Mlliyet Milliyet Blog Milliyet Blog
 
Facebook Connect
Blog Kategorileri
 

14 Mart '09

 
Kategori
Aşk - Evlilik
 

Mutlu aşk olmak zorunda...

Mutlu aşk olmak zorunda...
 

Zorundalıklar yaşıyoruz.

Küçük bir çocukken annemiz en ihtiyacımız olan memesinden ayırıyor. Neden? Büyüdük de ondan...

Yatağımızın sıcaklığından vazgeçerek istemeye istemeye de olsa erken kalkıp okul yolunu tutuyoruz. Neden? Çünkü yarınlarımız için buna mecburuz...

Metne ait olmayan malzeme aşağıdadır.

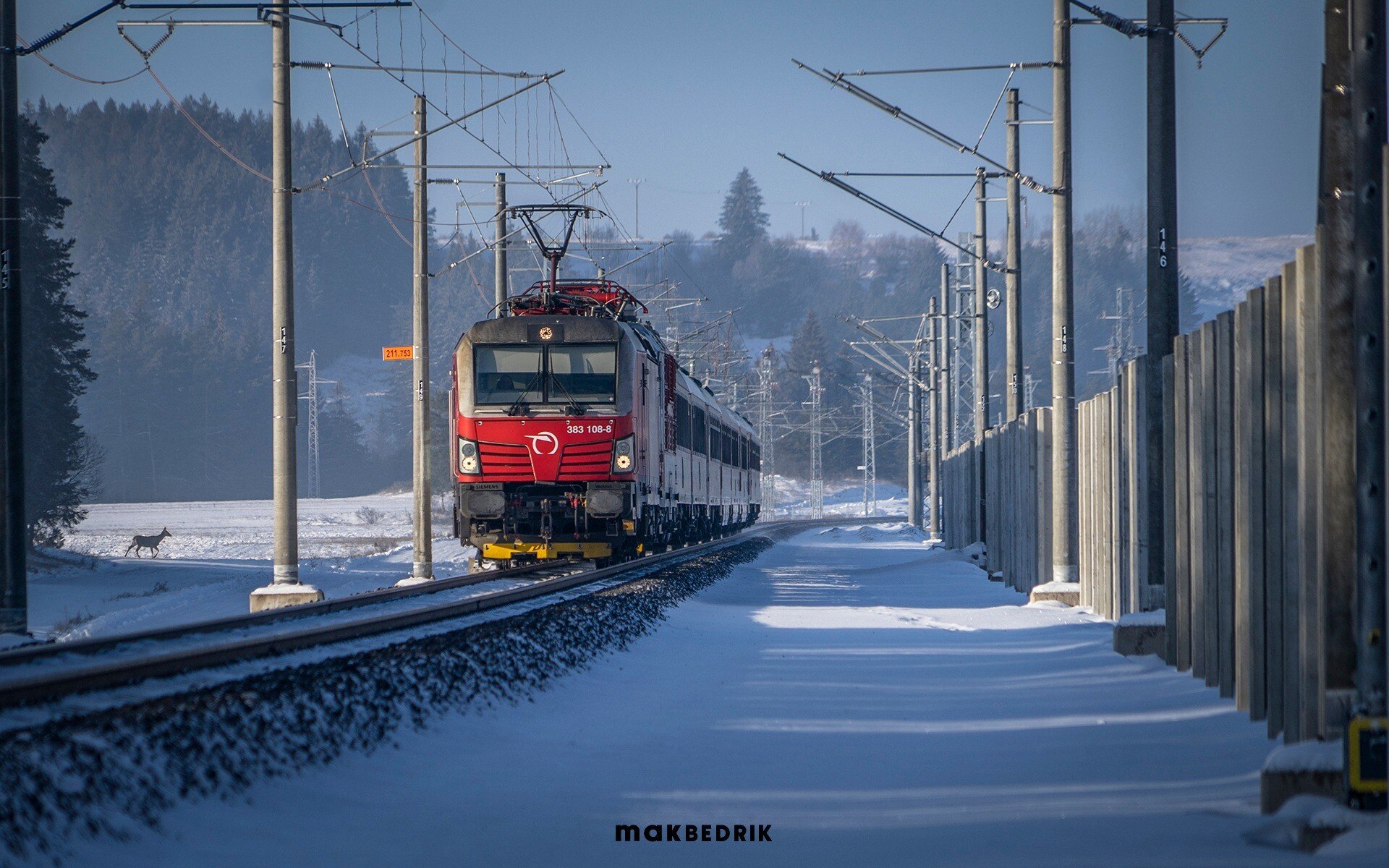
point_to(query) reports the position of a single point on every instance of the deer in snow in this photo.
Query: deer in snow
(149, 542)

Belki canımız hiç ders çalışmak istemiyor ama, yarın sınavımız var ve mecburen oturup ders çalışıyoruz...

....

Çalışma hayatına başladık. Neden? Çünkü büyüdük. Anne-baba artık harçlık verse de kabullenmek zor geliyor. Kendi paramız olsun istiyoruz. Bunun için de çalışmak zorundayız. Hatta hiç beğenmediğimiz bir müdürümüz olsa bile, abuk sabuk davranışlarına "ya sabırrrr! " diyerek katlanıyoruz...

.....

Sonra?

Hayatımızın bir kesişme anında:

Belki seviyoruz...

Belki aşık bile oluyoruz...

Belki evleniyoruz ...

Yaşam denen süreçte, hayata gelme olasılığımız ve şansımız kadar tesadüfler ve olasılıklarla devam eden iki ucu olan ve geri dönüşü olmayan bu yolda, adımlarımız kimi zaman yavaş, kimi zaman aceleci.

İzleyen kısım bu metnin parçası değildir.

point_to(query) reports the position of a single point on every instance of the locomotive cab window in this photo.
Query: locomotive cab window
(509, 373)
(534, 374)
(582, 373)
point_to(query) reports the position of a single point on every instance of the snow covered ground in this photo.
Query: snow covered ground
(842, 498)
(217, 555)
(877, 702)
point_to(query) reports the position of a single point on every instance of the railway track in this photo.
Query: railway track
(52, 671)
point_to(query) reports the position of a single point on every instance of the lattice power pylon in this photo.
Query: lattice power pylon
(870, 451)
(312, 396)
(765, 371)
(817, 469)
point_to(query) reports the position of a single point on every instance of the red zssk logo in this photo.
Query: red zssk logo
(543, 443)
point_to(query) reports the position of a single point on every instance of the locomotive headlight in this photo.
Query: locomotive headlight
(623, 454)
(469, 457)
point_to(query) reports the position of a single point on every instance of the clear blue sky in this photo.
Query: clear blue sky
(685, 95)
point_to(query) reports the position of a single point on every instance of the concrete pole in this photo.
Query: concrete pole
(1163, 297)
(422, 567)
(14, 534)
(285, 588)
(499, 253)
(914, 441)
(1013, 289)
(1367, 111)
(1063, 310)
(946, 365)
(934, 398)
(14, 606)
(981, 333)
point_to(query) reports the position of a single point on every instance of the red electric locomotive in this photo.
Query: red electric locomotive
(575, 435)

Aşk? Aşk bu süreçte yaşayabileceğimiz belki de en yaşanası ve hayatın içinde olması gereken süreçlerden birisi. Doğada, canlılığın en temel özelliklerinden birisi de çoğalmadır. Canlı soyunun devam edebilmesi, dünyada var olabilmesi için, canlılar genlerindeki şifreleri bir sonraki canlıya, yavrularına aktarırlar. Aktarmazlar ise, bir süre sonra o canlı türü doğadan yok olacaktır.

İnsanlar, insanların dişileri ve erkekleri özellikle, doğacak yavrularını düşünerek, genleri en güçlü olanları sezgisel olarak seçip aşık olurlar okuduklarımdan öğrendiklerime göre...

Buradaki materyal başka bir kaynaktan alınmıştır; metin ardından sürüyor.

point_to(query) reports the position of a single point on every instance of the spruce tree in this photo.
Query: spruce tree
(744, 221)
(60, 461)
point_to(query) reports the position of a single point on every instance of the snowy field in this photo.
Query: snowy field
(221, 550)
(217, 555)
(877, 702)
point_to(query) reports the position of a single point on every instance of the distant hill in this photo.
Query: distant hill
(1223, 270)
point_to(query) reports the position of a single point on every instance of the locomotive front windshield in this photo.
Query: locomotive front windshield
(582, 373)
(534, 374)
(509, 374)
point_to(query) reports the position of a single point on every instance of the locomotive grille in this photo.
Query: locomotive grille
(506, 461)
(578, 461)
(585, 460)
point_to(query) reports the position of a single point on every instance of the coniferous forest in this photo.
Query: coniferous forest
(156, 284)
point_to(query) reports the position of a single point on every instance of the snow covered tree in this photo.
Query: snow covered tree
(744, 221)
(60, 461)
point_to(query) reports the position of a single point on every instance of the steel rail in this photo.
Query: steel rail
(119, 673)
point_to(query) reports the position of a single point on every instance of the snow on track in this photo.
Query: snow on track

Aşık olunacak kişi içgüdüsel olarak seçilir ki, genleri yavrusuna güçlü gen olarak geçebilsin...

Güçlü gen ne işe yarar? Yavrunun yaşama şansını artırmasını sağlar. Adaptasyon, doğadaki savaşımlarında güçlü olma özelliği katar yavrusuna...

Buradan şöyle bir sonuç çıkarılmaması gerekir: "O zaman aşk denen şey sadece çoğalma ve ...."

Değildir.

Aşk, yürek, beyin ve sorumluluk işidir. Buradan çıkacak sonuç sadece ve sadece budur bence.

Şimdi pek çoğumuz, " o zaman aşık olmadan evlenen ya da yavrulayan insanların çocukları ne olacak? O Çocuklar yaşam savaşımı açısından daha mı güçsüz?" gibi bir soruyu sorabiliriz.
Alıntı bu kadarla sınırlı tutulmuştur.